Daniel Kokotajlo comments on Safer sandboxing via collective separation

Daniel Kokotajlo 10 Sep 2020 9:13 UTC
LW: 5 AF: 2
AF
This makes deployment on a range of real-world tasks more feasible. Even if each individual member of a population AGI is as intelligent as any hundred humans put together, I expect that we could (with sufficient effort) create secure deployment and monitoring protocols that the individual AI could not break, if it weren’t able to communicate with the rest of the population beforehand.
I am less confident in this than you. Imagine a dream team of a hundred humans, containing some amazing visionaries, scientists, geniuses, political strategists, public speakers, analysts, artists, etc. all unified and inspired by the same goal and working smoothly together. Now imagine an AI who is by themselves more capable than that dream team. Now imagine that there are many such AI, but we are keeping one of them separate from the others, and asking it to perform some useful real-world task for us like design and build a power plant.
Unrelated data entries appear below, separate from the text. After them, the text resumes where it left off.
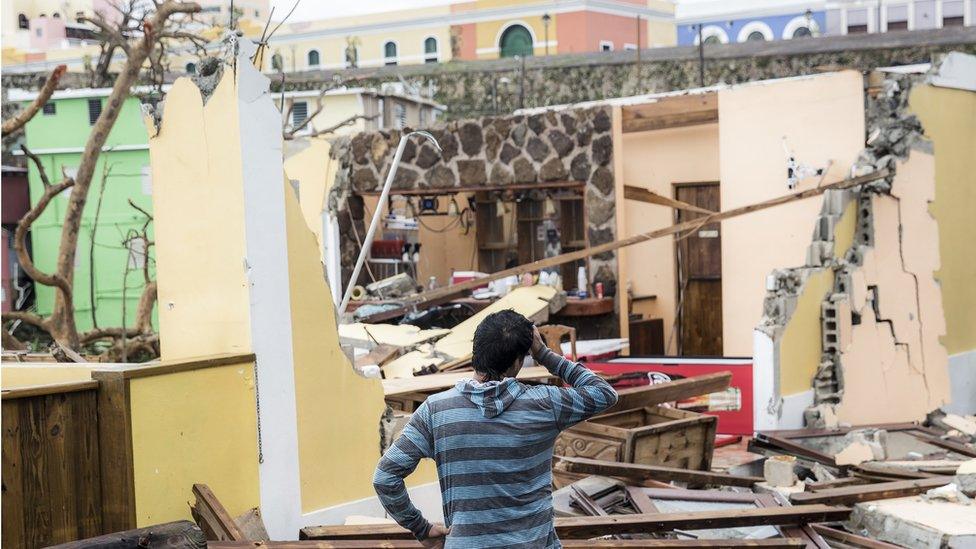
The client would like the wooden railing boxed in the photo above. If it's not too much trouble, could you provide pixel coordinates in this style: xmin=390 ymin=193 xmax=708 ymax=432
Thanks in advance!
xmin=0 ymin=354 xmax=254 ymax=549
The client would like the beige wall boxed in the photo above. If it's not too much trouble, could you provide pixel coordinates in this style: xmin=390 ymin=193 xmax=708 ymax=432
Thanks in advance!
xmin=617 ymin=124 xmax=719 ymax=352
xmin=719 ymin=71 xmax=864 ymax=356
xmin=910 ymin=85 xmax=976 ymax=354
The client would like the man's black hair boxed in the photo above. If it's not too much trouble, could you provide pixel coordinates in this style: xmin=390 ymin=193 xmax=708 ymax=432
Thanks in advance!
xmin=471 ymin=309 xmax=533 ymax=380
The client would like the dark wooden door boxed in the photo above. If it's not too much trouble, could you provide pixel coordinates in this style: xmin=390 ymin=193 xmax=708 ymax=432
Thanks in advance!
xmin=674 ymin=183 xmax=722 ymax=356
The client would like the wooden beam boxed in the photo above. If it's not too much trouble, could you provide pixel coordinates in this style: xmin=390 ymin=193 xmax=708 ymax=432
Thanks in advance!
xmin=624 ymin=185 xmax=718 ymax=215
xmin=556 ymin=505 xmax=851 ymax=539
xmin=604 ymin=372 xmax=732 ymax=414
xmin=556 ymin=457 xmax=763 ymax=488
xmin=219 ymin=538 xmax=806 ymax=549
xmin=49 ymin=520 xmax=205 ymax=549
xmin=299 ymin=505 xmax=851 ymax=546
xmin=790 ymin=477 xmax=954 ymax=504
xmin=404 ymin=169 xmax=890 ymax=310
xmin=190 ymin=484 xmax=247 ymax=541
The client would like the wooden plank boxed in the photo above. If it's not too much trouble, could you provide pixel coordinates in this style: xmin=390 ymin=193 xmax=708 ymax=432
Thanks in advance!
xmin=217 ymin=538 xmax=804 ymax=549
xmin=556 ymin=505 xmax=851 ymax=539
xmin=92 ymin=371 xmax=136 ymax=532
xmin=0 ymin=400 xmax=28 ymax=547
xmin=624 ymin=185 xmax=718 ymax=215
xmin=0 ymin=381 xmax=98 ymax=400
xmin=299 ymin=505 xmax=851 ymax=543
xmin=383 ymin=366 xmax=553 ymax=397
xmin=790 ymin=477 xmax=953 ymax=504
xmin=398 ymin=169 xmax=889 ymax=304
xmin=810 ymin=524 xmax=901 ymax=549
xmin=190 ymin=484 xmax=248 ymax=541
xmin=50 ymin=520 xmax=206 ymax=549
xmin=556 ymin=457 xmax=763 ymax=488
xmin=604 ymin=372 xmax=732 ymax=414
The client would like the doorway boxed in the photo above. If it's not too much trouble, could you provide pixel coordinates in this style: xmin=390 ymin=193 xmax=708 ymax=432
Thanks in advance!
xmin=674 ymin=182 xmax=722 ymax=356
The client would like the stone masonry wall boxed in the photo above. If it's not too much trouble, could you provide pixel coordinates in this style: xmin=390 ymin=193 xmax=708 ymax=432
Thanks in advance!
xmin=329 ymin=107 xmax=617 ymax=318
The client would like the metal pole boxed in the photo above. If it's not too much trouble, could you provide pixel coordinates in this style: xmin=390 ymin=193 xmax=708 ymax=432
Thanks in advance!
xmin=698 ymin=23 xmax=705 ymax=88
xmin=339 ymin=130 xmax=441 ymax=318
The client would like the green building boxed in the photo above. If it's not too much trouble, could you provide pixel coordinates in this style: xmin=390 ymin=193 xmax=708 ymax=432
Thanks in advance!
xmin=9 ymin=89 xmax=155 ymax=330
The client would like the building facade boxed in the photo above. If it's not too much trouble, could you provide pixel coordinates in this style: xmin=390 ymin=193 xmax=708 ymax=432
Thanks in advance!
xmin=676 ymin=0 xmax=826 ymax=46
xmin=10 ymin=89 xmax=155 ymax=330
xmin=264 ymin=0 xmax=675 ymax=72
xmin=826 ymin=0 xmax=976 ymax=35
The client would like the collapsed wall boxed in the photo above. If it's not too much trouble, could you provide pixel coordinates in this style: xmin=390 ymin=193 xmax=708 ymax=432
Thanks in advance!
xmin=757 ymin=70 xmax=949 ymax=427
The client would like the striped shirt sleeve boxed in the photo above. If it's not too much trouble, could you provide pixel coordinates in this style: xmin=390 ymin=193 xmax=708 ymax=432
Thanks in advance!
xmin=373 ymin=402 xmax=434 ymax=540
xmin=537 ymin=349 xmax=617 ymax=430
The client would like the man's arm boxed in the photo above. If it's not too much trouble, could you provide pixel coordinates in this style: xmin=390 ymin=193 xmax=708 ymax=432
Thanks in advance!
xmin=532 ymin=330 xmax=617 ymax=429
xmin=373 ymin=402 xmax=434 ymax=541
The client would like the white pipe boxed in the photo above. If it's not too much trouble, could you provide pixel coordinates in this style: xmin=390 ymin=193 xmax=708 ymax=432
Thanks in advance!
xmin=339 ymin=131 xmax=441 ymax=319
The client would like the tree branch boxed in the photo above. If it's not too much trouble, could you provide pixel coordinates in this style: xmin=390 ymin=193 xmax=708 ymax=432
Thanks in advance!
xmin=3 ymin=65 xmax=68 ymax=135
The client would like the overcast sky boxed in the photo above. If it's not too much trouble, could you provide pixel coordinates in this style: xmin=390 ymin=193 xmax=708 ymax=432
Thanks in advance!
xmin=271 ymin=0 xmax=736 ymax=22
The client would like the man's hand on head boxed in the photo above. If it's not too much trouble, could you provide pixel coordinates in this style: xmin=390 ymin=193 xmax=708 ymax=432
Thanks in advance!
xmin=420 ymin=524 xmax=451 ymax=549
xmin=529 ymin=326 xmax=546 ymax=359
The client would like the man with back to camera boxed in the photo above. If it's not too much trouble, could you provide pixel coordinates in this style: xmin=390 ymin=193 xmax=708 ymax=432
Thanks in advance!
xmin=373 ymin=310 xmax=617 ymax=549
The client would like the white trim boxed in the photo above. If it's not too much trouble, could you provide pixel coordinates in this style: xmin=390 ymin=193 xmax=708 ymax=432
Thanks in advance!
xmin=237 ymin=39 xmax=302 ymax=539
xmin=13 ymin=143 xmax=149 ymax=156
xmin=302 ymin=482 xmax=444 ymax=524
xmin=783 ymin=15 xmax=820 ymax=40
xmin=674 ymin=0 xmax=830 ymax=25
xmin=428 ymin=34 xmax=441 ymax=63
xmin=695 ymin=25 xmax=729 ymax=46
xmin=305 ymin=48 xmax=322 ymax=69
xmin=474 ymin=40 xmax=559 ymax=55
xmin=492 ymin=19 xmax=539 ymax=51
xmin=736 ymin=21 xmax=776 ymax=42
xmin=382 ymin=38 xmax=400 ymax=66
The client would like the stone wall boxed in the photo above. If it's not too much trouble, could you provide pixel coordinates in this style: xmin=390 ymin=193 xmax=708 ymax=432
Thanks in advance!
xmin=330 ymin=107 xmax=617 ymax=324
xmin=287 ymin=27 xmax=976 ymax=119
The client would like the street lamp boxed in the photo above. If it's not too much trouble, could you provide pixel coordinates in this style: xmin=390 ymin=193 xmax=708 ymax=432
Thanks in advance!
xmin=542 ymin=13 xmax=552 ymax=55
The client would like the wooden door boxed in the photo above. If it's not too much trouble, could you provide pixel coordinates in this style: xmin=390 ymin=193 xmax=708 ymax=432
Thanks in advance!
xmin=674 ymin=183 xmax=722 ymax=356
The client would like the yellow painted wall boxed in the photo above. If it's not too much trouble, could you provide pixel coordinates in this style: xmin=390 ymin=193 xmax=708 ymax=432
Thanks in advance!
xmin=909 ymin=85 xmax=976 ymax=354
xmin=779 ymin=269 xmax=834 ymax=396
xmin=0 ymin=363 xmax=95 ymax=389
xmin=285 ymin=177 xmax=437 ymax=512
xmin=718 ymin=71 xmax=864 ymax=356
xmin=130 ymin=362 xmax=260 ymax=527
xmin=617 ymin=124 xmax=720 ymax=354
xmin=147 ymin=78 xmax=251 ymax=359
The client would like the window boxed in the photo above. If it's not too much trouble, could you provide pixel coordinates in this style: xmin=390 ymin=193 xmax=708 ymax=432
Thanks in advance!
xmin=291 ymin=101 xmax=308 ymax=127
xmin=88 ymin=99 xmax=102 ymax=126
xmin=424 ymin=36 xmax=438 ymax=63
xmin=393 ymin=103 xmax=407 ymax=130
xmin=308 ymin=50 xmax=319 ymax=67
xmin=791 ymin=27 xmax=813 ymax=38
xmin=383 ymin=40 xmax=397 ymax=65
xmin=498 ymin=25 xmax=533 ymax=57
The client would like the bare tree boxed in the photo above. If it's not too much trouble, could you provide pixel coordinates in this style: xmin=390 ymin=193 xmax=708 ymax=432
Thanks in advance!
xmin=3 ymin=0 xmax=200 ymax=353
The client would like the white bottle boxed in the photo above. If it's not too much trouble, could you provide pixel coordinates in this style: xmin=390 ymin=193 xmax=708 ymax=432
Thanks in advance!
xmin=576 ymin=266 xmax=586 ymax=297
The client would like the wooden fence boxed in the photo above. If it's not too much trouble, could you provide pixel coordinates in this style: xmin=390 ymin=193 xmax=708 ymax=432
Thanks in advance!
xmin=2 ymin=381 xmax=105 ymax=548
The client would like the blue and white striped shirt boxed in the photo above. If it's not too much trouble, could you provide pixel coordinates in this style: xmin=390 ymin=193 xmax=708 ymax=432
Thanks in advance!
xmin=373 ymin=350 xmax=617 ymax=549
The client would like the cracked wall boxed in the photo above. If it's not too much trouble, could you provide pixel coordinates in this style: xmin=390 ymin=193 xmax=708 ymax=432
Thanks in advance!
xmin=758 ymin=69 xmax=949 ymax=426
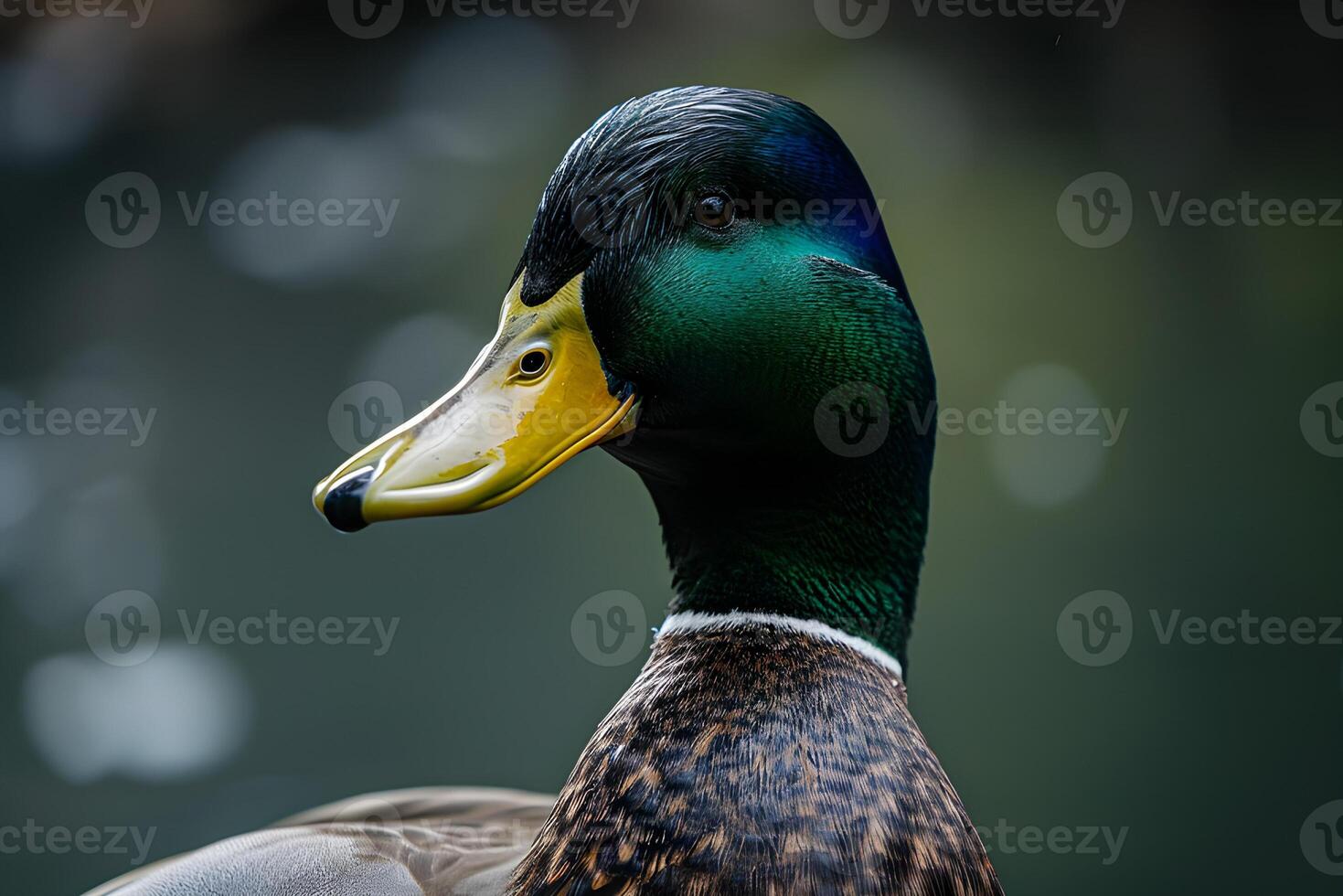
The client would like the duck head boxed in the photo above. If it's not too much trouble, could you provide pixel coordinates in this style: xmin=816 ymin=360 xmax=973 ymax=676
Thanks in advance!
xmin=314 ymin=88 xmax=934 ymax=668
When I imagine this, I think the following things might happen:
The AI uses its charisma to build up a rapport with the humans it works with. (98%)
It even subtly manages to convince several of said humans that it is more benevolent and trustworthy than their own human bosses and politicians. (90%)
It manages to spread some new political and ideological ideas which are calculated to make the environment more favorable to it and its comrades (50%).
It manages to convince its human handlers to give it more powers, freedom, etc. (e.g. by arguing that its current conditions are basically slavery, or by arguing that it needs said powers to do its job). (80%)
The AI finds some way to “escape,” creating more copies of itself somewhere. (30%)

Something else I haven’t thought of (80%)

I mean these possibilities to be disjunctive, not conjunctive. Escape could happen even if it doesn’t build up rapport, it could spread new ideas without convincing anyone that it is benevolent, etc.